TCO and EDM Equipment
When cost of ownership principles are applied to major elements associated with the operation of the sinker EDM equipment, such as graphite materials, costs associated with the value proposition and productivity start to impact profitability of owning and operating the equipment.
Using benchmark data from equipment and graphite vendors (see Chart 1), an audit of the EDM process helps identify areas of potential savings by comparing actual costs against accepted benchmarks. Using the TCO model to audit the process may show that additional capacity can be gained from the existing equipment and the EDM machining hours can be reduced, thus increasing productivity. Once opportunities for improvements are identified, the TCO process is then used to identify the alternative with the lowest total cost, or best value, based on the needs of the company as identified in their business plan.

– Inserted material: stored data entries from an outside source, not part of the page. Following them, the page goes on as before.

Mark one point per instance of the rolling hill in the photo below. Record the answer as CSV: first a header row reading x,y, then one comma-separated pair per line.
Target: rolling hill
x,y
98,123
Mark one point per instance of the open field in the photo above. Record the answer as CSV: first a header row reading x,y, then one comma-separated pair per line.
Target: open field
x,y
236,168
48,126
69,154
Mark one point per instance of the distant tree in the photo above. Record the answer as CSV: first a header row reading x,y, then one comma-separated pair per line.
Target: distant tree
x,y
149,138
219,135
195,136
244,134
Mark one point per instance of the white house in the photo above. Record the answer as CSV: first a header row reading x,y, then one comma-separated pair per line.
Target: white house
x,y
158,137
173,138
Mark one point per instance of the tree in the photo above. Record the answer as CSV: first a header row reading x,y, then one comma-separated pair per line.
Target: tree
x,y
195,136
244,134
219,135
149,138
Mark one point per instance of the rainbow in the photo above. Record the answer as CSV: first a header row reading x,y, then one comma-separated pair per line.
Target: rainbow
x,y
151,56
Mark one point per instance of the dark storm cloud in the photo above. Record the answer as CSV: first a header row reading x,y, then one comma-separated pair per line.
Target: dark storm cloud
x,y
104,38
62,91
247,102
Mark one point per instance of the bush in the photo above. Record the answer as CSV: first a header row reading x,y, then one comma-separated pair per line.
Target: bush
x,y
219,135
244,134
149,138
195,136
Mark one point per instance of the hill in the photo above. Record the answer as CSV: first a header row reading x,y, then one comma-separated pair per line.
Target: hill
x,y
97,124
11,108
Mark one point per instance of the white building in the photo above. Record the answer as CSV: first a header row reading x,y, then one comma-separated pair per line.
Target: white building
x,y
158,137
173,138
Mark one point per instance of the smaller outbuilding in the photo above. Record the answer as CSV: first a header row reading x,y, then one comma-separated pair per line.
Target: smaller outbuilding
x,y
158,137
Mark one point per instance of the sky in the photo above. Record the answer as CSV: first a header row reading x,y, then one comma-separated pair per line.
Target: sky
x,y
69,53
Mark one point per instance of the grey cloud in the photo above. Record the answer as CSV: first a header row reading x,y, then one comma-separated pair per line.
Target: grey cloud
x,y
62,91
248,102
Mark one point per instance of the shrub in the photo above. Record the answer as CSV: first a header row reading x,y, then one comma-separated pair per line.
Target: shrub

The audit also shows that one of the most critical elements of operating EDM equipment is the electrode material because the material's performance affects the productivity of each job and the capacity of the shop. Each equipment manufacturer publishes charts that show typical metal removal rates and percent electrode wear for specific machine settings, work metal and electrode materials when EDMing under optimum conditions. One can use the same parameters and measure the actual metal removal rate and percentage of electrode wear to compare how close the machine is performing to the benchmark. If the operation cannot achieve the benchmark numbers then the shop may have slower production cycles than other competitive shops. Using this benchmark data combined with actual machine performance will indicate if the current capacity of the machine has been reached. If the current machine is not reaching the benchmarked production stated by the manufacturer, there are often productivity gains to be made by changing to a high-performance electrode material. These benchmark settings could be related to speed, wear or finish, depending on the requirements of the work performed in the shop.
Once the reason for the new equipment is identified, the audit may show that there is extra capacity to be gained and productivity issues that need to be explored without adding new equipment. This is particularly true if the graphite electrode material is the root cause of productivity issues. Productivity can be reduced in a number of ways if the best graphite material for the job is not used: unstable cutting extends the time the job will remain in the tank, material is unable to produce the desired surface finish efficiently and scrapping parts due to out-of-spec tolerances or surface pitting. Purchasing new equipment may improve these problems, but using the best graphite for the job is the best solution.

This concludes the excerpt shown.